In late May, the band dropped the surprise album The Lost Mystique of Being in the Know. Joining the sisters are Duncan Wickel (cello, fiddle), Arouna Diarra (ngoni, percussion), David Brown (guitar, banjo, upright bass) and Biko Casini (djembe, ngoni, congas). The album comes after the group spent nearly 10 months apart — Leah in Costa Rica, Diarra in Arizona, Casini outside of Nashville, Chloe traveling the United States and Brown in Colorado.
Self-produced and recorded live in a room, the record is more abstract and experimental than 2019′s Leylines or any previous releases, for that matter. Upon first listen, one can hear the result of musicians bursting at the seams with creative energy after spending months apart in quarantine.
“We wanted to come back into the world after COVID-19 with a creative statement that felt like a real response to the time,” Leah Smith says. “We wanted to create a body of work that wasn’t tidy or clean-cut. More so, it held tight to the landscape of wonder.”

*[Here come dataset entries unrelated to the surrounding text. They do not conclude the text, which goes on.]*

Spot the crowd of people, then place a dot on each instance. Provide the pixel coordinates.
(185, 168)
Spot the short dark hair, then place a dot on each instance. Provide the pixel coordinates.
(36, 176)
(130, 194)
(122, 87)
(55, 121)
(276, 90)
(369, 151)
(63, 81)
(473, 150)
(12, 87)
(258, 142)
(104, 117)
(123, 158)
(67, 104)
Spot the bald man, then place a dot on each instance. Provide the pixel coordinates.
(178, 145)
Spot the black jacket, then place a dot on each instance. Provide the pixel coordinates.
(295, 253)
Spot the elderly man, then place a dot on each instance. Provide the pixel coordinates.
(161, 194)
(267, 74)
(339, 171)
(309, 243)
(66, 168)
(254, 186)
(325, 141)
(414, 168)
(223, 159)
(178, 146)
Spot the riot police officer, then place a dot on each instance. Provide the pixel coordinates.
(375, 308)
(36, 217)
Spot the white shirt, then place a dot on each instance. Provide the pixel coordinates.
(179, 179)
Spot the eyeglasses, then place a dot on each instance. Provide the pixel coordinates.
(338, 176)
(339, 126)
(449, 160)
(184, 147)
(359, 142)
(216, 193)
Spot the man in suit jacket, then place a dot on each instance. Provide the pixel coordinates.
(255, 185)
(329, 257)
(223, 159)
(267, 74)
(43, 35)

When group members entered the studio earlier this year, they didn’t intend to create a full album. They approached the process in a round-robin style, with each artist playing what came naturally in the moment. The album is a product of improvisation, which speaks volumes to the abilities of each member.

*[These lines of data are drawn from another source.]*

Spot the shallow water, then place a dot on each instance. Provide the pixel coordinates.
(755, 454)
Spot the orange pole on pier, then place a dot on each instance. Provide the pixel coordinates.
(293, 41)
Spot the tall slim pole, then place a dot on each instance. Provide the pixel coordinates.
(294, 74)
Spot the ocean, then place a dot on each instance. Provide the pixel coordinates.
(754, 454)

Songs like “Silver” were born from a simple visual cue. “Wickel told us, ‘It’s sunset and you’re walking through the forest and heading toward a lake, where you’re going to sit and watch the surrounding water’ — then he started the cello riff,” Leah Smith says.
Over the cello, Leah Smith softly croons a river of sound “I gaze to see / my reflection silver looking back at me.”

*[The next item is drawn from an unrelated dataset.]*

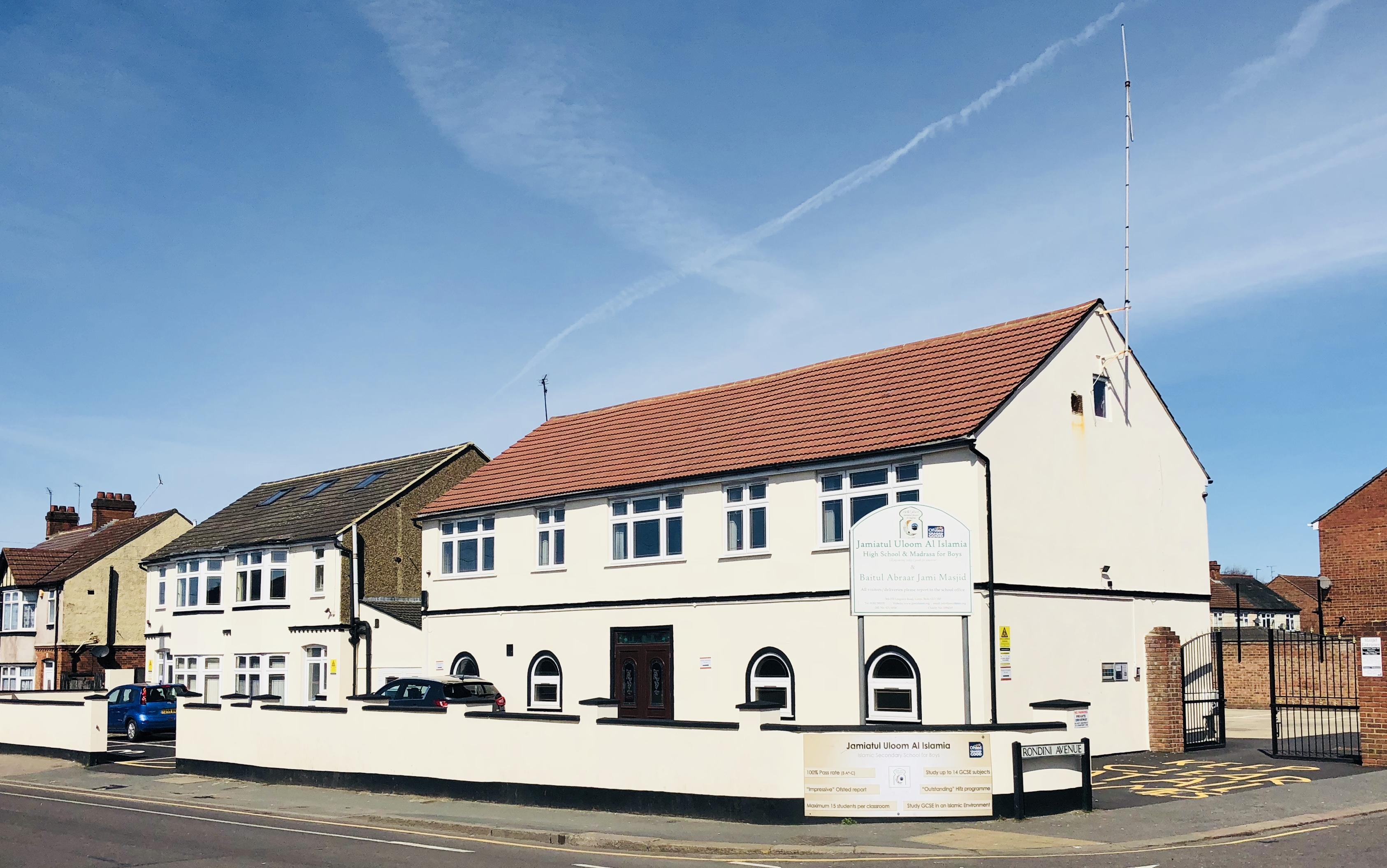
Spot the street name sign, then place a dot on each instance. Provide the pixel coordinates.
(910, 559)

The Smith sisters grew up in a musical family, learning their part as the next generation of tradition and song keepers. Their mother, a prolific fiddler and jazz pianist, immersed her children in folk and Appalachian music. Summers were typically spent at Appalachian folk music and fiddle camps.
“We were so steeped in the music as children,” Leah Smith says. “It wasn’t until we were adults that we became aware of how special and unusual it was. We take after our mother, but we bring more of the urban traditions of spoken word and world music to it. We were never financially spoiled, but we were creatively spoiled.”
While the sisters hold tight to classic folk and Appalachian music, they continue to push the boundaries of the genre by including spoken word and other urban influences including Atlanta legends like OutKast.
Regardless of what genres the Smith sisters blend or play with, their combination of urban and rural Southern influences shine, a feat that could only be accomplished by someone who was truly born with music in their blood.
“We call it the Southern trinity,” Leah Smith says. “Atlanta has a different and very alive culture — it’s a huge part of our story. A lot of the time the urban and the rural don’t mix but with us, they do.”